Instruments for co-assessment
Normally, when a co-evaluation exercise is introduced in class, the teacher explains how to evaluate the work of other classmates, and distributes some document that allows standardizing the correction.. This document can be a rubric or an estimation scale, in which it is noted whether the classmate's work meets different criteria. In them there are a series of statements accompanied by levels or values which, if fulfilled, different scores are given to the work that has been received.
Usually, the subject or content to be evaluated is indicated in the heading of the rating scale and, next to it, the name of the student being evaluated is placed in a box. In the first column the aspects to be evaluated are written in the form of statements (e.g., "Your work lacks spelling mistakes") and in the following columns the levels of achievement are integrated (e.g., always - sometimes - never).
Regardless of the topic or aspect being evaluated, it is common to place at the end of the rubric or the rating scale a box that serves as a section for suggestions, aspects to improve or observations. There, if the evaluator considers so, comments will be written as feedback to the student so that he/she can think about those mistakes he/she may have made and learn from them.
Conclusion
Co-evaluation is a very useful tool in education. Among its main advantages is that it allows students to participate in the learning process, being aware of what knowledge is expected of them and knowing how to identify what they have acquired. It is also a tool that allows to break with the traditional teacher-student evaluation, saving time for the teacher and giving practical experience to their students.
As long as the teacher has given guidelines on how to do it, has made sure that the content to be evaluated has been previously taught and trusts that his students will evaluate their peers in an honest and fair way, it becomes a truly useful and profitable tool.
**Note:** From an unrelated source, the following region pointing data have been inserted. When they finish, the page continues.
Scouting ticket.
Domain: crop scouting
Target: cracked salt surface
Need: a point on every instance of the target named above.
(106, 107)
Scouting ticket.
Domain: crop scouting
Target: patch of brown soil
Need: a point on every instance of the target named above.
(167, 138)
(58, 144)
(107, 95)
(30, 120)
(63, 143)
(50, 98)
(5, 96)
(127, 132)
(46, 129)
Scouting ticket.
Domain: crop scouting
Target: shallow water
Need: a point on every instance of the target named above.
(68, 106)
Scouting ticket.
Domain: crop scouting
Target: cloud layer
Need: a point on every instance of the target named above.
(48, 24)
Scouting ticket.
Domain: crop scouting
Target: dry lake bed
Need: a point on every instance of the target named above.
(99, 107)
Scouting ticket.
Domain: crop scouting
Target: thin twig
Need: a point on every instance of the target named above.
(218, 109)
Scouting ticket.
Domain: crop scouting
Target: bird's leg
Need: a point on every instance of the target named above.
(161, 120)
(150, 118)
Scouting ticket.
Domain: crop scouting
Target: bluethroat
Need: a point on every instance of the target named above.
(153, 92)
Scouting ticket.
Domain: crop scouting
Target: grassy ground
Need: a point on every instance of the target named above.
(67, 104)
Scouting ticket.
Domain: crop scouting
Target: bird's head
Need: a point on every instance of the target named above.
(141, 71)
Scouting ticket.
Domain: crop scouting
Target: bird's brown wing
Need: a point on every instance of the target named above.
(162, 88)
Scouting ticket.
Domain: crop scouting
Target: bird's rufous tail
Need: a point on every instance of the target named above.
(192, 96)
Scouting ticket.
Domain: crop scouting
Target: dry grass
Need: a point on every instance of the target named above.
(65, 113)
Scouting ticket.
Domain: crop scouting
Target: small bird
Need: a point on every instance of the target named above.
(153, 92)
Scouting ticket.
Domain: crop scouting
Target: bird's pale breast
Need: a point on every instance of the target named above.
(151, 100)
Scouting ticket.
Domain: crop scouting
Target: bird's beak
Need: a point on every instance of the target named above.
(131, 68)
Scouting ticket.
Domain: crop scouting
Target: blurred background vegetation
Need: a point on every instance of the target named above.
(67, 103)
On the other hand, if the student body is not committed or mature enough to distinguish between the personal and the academic, it becomes wasted time.
Bibliographical references:
- Valenzuela, J.R. (2007). Evaluaciones del Aprendizaje en la educación a distancia; Prácticas comunes y usos de los recursos tecnológicos.
- Díaz B.. F. (1993). Methodological approaches to curriculum design: towards an integral proposal. Technology in educational communication journal. Núm 21.